Veteran BC associate athletic director Matt Conway pointed out Day’s ability to communicate with teammates who often spanned ages and wildly varying skill levels. He called Day “competitive without being a jerk” and saw his ability to criticize constructively a transferrable coaching skill. “He could help a teammate during the course of a pickup game and not have the teammate upset about how he’s being communicated to. That’s what you see in his coaching, not everyone has his skill. Sometimes, it’s something you are born with.”
Day admits with a grin that he’s passed the competitive gene on to his three kids, as his son, R.J., will argue while playing cards and video games. This drives his wife, Nina, crazy. “They have the same sickness,” Ryan Day said.
While Day, 40, is retired from pickup hoops for fear of an Achilles tear, he’s taken the same demeanor from the court to help form his coaching style. “I’ve always believed in having a quiet confidence and having an edge and just how fun it is to compete,” Day said. “I think the way that translates to coaching football is that a team can feed off of that.
“In today’s world, what really matters? What really matters? What matters is how hard they play, how hard they practice. That’s critical to coaching a team. I think this team feeds off that a little bit.”

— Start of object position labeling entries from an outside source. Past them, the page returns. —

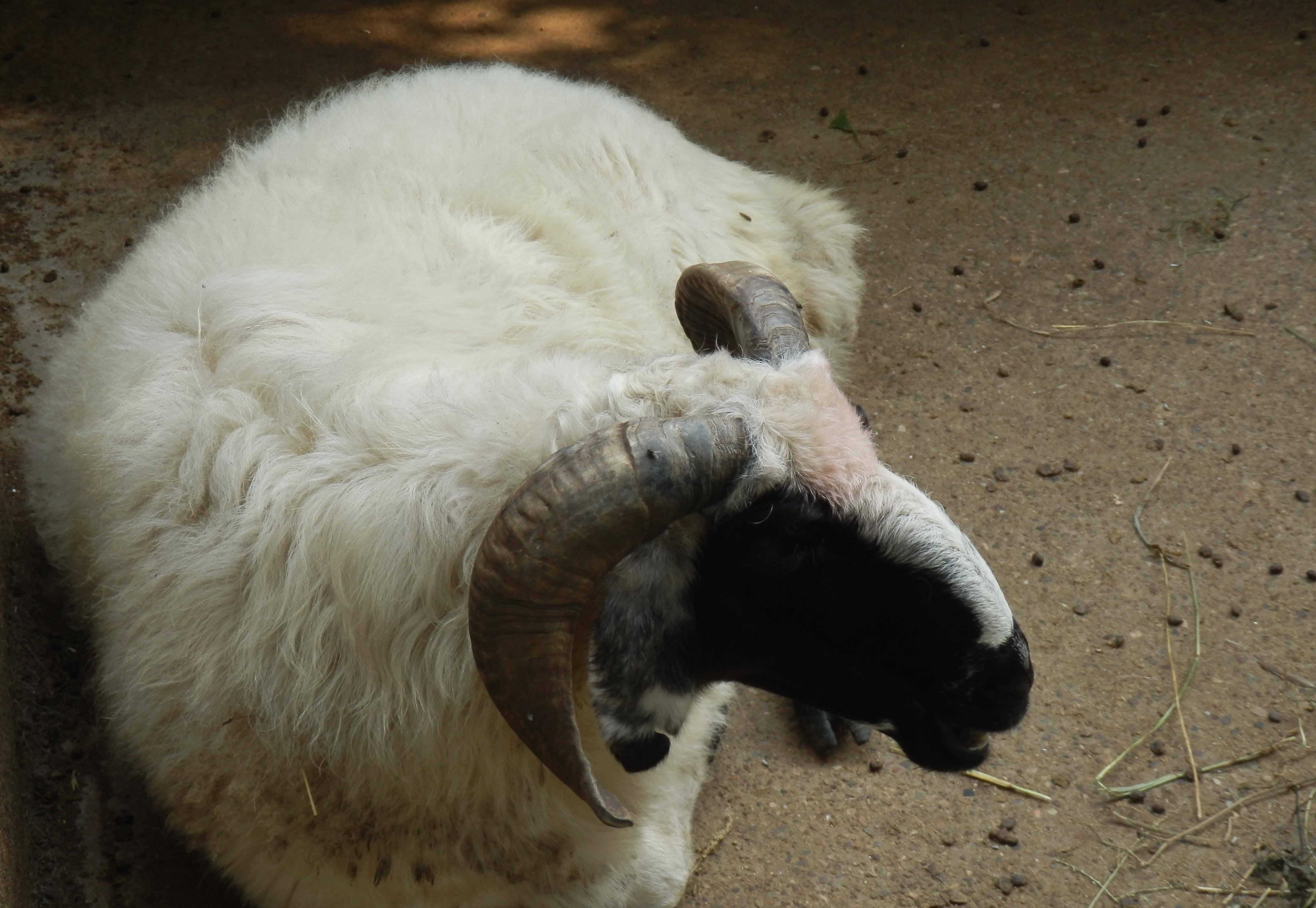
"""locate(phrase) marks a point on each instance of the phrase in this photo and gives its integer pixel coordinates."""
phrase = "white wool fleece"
(270, 449)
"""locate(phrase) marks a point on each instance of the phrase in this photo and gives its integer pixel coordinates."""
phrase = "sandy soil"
(109, 110)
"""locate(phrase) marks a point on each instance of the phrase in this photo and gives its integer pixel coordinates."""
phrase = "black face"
(793, 600)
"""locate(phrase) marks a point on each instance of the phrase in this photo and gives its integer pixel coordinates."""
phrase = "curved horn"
(741, 308)
(537, 585)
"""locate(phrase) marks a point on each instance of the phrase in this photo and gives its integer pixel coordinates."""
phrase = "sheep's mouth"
(936, 744)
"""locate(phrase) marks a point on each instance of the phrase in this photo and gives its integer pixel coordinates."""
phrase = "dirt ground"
(1074, 164)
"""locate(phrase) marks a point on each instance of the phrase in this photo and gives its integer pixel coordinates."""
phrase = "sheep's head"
(826, 577)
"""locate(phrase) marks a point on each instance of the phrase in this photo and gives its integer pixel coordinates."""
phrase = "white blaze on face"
(810, 425)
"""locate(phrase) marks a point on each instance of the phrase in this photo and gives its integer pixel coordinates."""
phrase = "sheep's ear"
(536, 587)
(741, 308)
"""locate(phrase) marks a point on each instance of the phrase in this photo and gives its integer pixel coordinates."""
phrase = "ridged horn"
(741, 308)
(537, 585)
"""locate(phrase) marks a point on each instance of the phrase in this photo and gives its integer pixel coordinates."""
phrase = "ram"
(420, 532)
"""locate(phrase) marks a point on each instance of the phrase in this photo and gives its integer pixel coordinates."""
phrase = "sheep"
(419, 532)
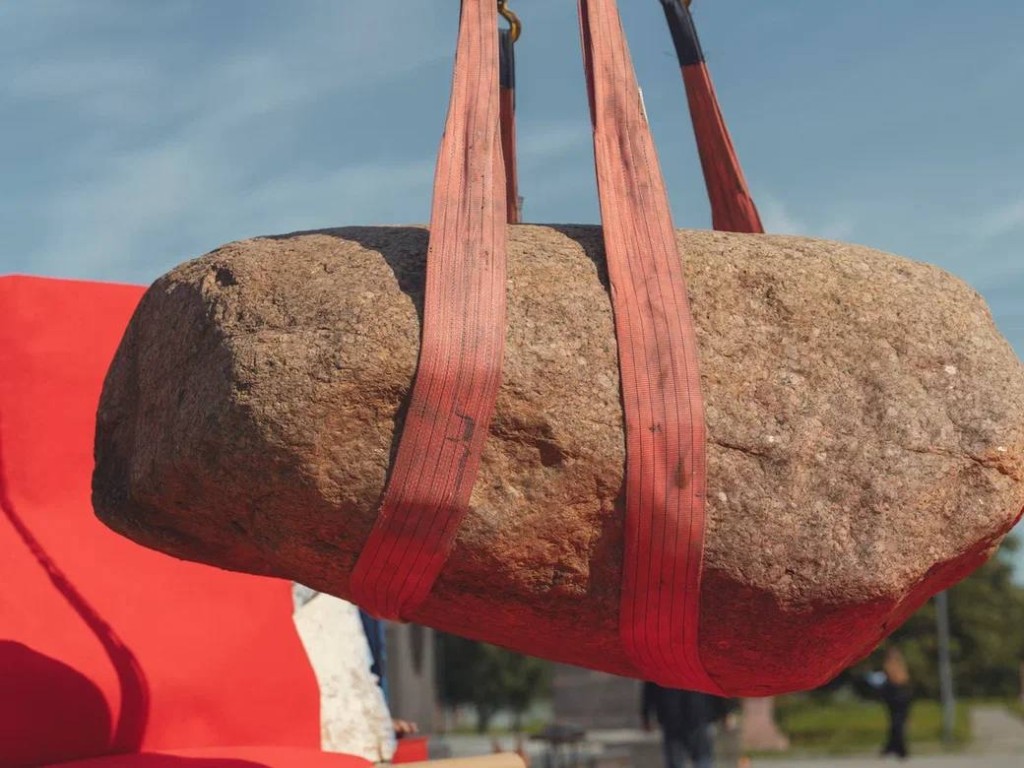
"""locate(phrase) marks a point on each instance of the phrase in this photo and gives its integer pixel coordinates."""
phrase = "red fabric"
(251, 757)
(107, 646)
(508, 151)
(660, 382)
(412, 750)
(732, 207)
(460, 365)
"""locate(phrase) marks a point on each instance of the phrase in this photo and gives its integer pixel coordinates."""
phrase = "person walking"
(685, 718)
(897, 695)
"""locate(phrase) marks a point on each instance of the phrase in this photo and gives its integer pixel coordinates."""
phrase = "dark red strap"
(660, 381)
(507, 48)
(461, 352)
(732, 207)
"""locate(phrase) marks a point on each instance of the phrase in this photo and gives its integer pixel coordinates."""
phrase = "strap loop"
(660, 382)
(459, 371)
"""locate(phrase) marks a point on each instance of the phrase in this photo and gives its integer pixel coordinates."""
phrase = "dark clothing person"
(897, 700)
(685, 718)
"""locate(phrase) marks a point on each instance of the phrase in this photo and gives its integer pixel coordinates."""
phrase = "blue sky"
(139, 134)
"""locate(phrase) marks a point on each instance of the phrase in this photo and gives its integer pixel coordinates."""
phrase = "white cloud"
(137, 203)
(778, 218)
(1001, 220)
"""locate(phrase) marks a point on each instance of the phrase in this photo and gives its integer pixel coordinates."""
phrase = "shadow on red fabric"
(238, 758)
(41, 696)
(107, 647)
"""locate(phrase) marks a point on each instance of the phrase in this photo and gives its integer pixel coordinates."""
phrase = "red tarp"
(107, 646)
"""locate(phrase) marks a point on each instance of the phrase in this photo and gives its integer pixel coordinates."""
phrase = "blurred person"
(894, 688)
(686, 720)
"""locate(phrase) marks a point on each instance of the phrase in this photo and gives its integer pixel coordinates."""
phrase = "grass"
(845, 727)
(1017, 707)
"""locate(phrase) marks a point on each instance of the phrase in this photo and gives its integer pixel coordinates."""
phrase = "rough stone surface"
(865, 421)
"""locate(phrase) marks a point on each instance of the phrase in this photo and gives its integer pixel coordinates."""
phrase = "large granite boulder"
(865, 424)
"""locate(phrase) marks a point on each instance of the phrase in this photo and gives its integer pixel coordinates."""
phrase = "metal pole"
(945, 667)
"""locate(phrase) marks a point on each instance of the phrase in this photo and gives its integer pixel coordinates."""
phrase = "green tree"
(986, 616)
(488, 678)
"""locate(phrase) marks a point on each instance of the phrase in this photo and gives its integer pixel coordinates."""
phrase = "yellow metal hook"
(515, 26)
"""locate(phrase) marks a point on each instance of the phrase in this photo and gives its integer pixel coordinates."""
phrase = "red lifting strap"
(732, 207)
(507, 47)
(462, 347)
(660, 381)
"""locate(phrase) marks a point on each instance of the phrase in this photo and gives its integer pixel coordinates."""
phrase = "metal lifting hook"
(515, 26)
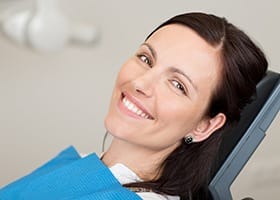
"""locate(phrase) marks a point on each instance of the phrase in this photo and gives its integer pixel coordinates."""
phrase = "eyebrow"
(176, 70)
(172, 69)
(151, 49)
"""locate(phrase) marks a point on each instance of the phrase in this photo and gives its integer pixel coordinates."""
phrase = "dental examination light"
(45, 28)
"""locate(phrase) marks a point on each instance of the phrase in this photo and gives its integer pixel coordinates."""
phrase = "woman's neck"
(143, 161)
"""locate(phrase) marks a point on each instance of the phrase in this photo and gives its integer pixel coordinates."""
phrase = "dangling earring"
(188, 139)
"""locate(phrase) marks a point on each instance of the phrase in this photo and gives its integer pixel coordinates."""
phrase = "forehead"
(179, 46)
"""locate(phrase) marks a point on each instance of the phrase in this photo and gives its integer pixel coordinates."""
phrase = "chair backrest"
(240, 143)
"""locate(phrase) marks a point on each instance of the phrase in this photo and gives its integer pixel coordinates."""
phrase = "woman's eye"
(145, 59)
(179, 86)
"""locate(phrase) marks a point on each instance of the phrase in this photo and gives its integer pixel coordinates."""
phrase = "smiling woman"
(174, 99)
(171, 103)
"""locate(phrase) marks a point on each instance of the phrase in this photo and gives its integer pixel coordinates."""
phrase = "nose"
(145, 84)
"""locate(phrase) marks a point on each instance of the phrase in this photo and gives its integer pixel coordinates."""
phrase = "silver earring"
(188, 139)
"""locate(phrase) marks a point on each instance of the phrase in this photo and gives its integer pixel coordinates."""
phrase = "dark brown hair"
(186, 172)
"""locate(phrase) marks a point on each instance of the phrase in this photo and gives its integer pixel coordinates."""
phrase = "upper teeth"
(133, 108)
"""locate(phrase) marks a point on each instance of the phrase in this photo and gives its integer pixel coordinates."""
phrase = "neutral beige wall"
(51, 101)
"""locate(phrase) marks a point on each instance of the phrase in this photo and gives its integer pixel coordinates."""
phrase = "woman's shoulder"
(155, 196)
(126, 175)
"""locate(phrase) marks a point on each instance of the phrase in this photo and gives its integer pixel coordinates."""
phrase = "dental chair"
(241, 142)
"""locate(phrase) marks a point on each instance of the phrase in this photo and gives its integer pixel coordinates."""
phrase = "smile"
(134, 109)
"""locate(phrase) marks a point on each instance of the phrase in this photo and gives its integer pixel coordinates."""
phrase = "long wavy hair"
(187, 171)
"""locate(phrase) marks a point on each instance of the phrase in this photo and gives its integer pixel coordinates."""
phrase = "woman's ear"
(208, 126)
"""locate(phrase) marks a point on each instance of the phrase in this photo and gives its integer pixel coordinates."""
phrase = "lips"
(135, 107)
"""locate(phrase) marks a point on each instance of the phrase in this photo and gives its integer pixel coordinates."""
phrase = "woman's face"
(162, 92)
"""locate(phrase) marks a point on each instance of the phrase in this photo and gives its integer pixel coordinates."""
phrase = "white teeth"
(133, 108)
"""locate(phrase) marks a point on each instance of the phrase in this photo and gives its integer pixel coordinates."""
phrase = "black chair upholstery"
(240, 143)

The only time anyone remembers Day losing his cool at Noon Ball came when dueling with BC basketball coach Al Skinner, the game’s longtime alpha who played professionally for eight seasons. Skinner was known to keep calling fouls until his team won, much to annoyance of those who played in the game.
Day raved about Skinner’s competitiveness, although still had questions a decade later about a few of his foul calls. “I vaguely remember a basketball getting thrown across the gym,” Day said, with the smile creasing his face, hinting the memory may not have been vague. “And a bunch of curse words thrown at each other.”
It came as a surprise this fall when Skinner was flipping channels on a Saturday and saw his old noontime nemesis coaching Ohio State. “I called up a friend,” Skinner said. “I asked, ‘Is that the same guy who used to be at BC?’”
That’s Ryan Day, still unassuming and unimpressed enough with himself that the Noon Ball regulars wouldn’t be surprised if he showed up unannounced to get in a run. He’d share the ball, holler at himself and, once again, stand out by blending in. “You can learn a lot about someone,” Day said, “by watching them play basketball.”